We're subsequently going to find that finding a single solution to the non-homogeneous equation is also
something that we can do. But finding one is hard enough. So this is barely all we can do in terms of particular
solutions. This is something that we can do for homogeneous solutions. And so we have, therefore, a way to
find all of the solutions to these differential equations. So we're going to rely on this theorem.
We don't have other alternatives. The method that we use to find this particular solution is only going to yield
one solution usually. So we need this connection relating homogeneous solutions in order to find all of the
solutions. This is a big theorem.
And let's see an example. Let's look at this differential equation here. Now at a glance, it's not hard to confirm
that that's a solution. Take that, plug it in. The equation works.

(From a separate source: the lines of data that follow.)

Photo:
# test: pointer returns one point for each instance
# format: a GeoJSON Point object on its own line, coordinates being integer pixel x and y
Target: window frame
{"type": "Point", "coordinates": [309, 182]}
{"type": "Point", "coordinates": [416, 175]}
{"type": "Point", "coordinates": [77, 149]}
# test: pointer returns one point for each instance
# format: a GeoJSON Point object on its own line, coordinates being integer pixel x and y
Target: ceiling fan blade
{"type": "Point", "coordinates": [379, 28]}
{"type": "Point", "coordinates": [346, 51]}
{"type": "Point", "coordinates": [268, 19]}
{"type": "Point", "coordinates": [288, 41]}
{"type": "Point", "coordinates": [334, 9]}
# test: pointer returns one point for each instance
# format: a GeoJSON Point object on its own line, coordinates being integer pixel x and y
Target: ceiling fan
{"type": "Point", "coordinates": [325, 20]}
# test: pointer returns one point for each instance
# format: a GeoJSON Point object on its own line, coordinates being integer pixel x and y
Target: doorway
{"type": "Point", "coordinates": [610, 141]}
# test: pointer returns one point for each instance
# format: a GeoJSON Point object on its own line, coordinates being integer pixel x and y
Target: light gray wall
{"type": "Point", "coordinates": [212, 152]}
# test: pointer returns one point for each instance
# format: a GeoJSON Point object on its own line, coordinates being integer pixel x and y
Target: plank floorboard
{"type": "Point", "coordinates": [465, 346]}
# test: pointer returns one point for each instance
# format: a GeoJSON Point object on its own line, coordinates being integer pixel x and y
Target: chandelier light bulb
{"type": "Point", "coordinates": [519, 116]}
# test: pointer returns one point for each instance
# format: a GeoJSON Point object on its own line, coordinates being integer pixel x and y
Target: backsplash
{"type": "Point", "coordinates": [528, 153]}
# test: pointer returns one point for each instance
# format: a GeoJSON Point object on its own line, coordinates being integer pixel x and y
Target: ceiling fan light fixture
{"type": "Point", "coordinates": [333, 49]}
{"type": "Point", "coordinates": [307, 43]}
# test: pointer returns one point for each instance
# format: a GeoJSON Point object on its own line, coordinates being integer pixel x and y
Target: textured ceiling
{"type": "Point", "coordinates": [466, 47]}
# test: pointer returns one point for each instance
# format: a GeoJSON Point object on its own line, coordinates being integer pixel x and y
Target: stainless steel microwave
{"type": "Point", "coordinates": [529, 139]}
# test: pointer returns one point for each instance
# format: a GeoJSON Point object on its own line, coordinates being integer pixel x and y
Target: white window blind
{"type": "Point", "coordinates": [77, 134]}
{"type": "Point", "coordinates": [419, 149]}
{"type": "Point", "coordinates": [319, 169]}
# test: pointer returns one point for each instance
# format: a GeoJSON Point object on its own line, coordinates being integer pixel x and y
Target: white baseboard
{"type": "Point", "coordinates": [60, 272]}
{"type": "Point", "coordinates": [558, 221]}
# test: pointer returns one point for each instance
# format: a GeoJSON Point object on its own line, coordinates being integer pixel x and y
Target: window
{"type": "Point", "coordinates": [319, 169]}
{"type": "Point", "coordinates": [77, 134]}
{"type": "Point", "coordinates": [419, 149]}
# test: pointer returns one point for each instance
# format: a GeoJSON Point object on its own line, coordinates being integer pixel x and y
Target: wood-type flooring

So we can call this our particular solution. We know from a previous example that these are the homogeneous
solutions. Namely, those are the solutions to this associated homogeneous equation. And keep in mind when I
say associated, I mean that the left-hand sides are the same. In other words, we're talking about the same L
operator.
So knowing as we do a particular solution, knowing as we do all the homogeneous solutions, we know that the
complete set of solutions is the sum of them, particular plus homogeneous.

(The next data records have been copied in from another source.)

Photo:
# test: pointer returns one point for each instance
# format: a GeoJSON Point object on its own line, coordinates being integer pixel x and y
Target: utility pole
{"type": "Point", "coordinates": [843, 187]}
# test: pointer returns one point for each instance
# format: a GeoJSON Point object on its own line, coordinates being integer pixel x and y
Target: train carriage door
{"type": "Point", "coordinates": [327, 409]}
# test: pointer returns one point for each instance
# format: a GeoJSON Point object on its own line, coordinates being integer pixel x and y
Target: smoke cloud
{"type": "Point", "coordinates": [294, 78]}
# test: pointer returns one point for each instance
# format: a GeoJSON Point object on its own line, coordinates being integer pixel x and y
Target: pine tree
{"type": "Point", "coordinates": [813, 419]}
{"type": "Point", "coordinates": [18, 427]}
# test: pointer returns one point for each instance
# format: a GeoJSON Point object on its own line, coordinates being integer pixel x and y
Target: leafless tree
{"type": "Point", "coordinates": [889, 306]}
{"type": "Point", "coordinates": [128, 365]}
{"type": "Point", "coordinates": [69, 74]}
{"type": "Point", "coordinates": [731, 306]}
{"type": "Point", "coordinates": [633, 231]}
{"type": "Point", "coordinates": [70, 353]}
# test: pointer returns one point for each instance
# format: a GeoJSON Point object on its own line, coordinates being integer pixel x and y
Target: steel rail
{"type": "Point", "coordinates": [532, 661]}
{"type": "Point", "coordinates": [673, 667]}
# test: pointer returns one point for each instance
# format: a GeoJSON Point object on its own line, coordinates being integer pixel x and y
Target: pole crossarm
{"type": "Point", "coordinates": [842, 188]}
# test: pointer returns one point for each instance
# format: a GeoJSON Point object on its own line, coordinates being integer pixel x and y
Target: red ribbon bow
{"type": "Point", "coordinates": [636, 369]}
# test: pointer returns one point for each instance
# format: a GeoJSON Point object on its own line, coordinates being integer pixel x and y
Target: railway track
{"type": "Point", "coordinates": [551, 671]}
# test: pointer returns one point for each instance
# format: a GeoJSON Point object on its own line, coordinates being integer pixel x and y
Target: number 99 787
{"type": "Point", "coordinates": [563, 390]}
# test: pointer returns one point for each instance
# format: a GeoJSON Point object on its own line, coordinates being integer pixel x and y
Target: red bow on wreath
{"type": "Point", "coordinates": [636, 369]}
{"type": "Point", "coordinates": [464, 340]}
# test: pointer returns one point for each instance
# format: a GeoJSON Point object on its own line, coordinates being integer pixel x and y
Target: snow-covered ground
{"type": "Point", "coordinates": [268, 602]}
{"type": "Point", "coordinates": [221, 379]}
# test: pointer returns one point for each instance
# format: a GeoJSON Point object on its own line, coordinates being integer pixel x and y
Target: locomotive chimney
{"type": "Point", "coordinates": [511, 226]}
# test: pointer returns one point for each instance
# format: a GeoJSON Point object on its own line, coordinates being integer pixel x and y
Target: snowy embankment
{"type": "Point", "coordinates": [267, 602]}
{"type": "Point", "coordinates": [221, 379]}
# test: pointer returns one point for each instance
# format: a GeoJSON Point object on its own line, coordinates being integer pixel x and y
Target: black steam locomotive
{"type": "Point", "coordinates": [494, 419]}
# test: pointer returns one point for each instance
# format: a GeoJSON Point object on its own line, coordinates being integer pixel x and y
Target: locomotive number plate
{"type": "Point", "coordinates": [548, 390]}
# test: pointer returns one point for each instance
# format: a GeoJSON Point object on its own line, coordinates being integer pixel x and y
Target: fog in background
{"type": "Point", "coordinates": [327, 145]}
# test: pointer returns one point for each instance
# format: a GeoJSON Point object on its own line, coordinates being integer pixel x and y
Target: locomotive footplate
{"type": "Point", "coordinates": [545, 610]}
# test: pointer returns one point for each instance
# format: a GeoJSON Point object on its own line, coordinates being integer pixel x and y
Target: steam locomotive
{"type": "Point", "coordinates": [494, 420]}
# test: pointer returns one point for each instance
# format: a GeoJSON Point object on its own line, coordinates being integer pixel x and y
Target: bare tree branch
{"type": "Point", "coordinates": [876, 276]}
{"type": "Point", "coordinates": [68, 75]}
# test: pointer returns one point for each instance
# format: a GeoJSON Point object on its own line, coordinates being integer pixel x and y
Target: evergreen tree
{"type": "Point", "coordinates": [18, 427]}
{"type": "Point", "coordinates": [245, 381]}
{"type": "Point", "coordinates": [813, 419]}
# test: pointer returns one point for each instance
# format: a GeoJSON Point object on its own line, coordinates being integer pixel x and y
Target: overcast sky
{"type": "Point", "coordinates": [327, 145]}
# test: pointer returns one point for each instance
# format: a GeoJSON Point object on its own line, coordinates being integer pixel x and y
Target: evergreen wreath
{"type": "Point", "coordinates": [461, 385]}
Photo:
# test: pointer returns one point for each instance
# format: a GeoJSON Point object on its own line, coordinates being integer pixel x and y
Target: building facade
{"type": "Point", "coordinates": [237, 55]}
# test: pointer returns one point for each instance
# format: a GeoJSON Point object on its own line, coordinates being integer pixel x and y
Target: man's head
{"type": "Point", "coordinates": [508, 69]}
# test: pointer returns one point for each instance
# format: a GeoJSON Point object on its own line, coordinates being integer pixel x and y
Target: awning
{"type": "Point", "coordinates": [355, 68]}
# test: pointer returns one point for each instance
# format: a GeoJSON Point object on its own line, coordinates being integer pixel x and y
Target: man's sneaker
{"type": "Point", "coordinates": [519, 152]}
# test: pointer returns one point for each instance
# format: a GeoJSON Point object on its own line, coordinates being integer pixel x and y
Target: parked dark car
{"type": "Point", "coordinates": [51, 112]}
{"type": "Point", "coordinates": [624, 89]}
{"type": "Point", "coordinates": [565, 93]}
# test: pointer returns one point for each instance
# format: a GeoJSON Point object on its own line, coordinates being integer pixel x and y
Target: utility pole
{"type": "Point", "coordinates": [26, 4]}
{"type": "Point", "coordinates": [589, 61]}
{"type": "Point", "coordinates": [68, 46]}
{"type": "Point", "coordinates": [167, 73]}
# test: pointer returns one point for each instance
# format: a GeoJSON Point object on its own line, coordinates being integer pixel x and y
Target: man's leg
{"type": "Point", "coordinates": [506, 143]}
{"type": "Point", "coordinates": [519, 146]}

So I think it's worth every student's time to take a few minutes and go back, look at the statement of the similar
theorem in chapter 1. Look at the proof of that similar theorem. Note that both the statement and the proof are
very similar. Very strong similarity between the kinds of equations that we're talking about here versus the kind
of equations we were talking about back in chapter 1. Very strong connections.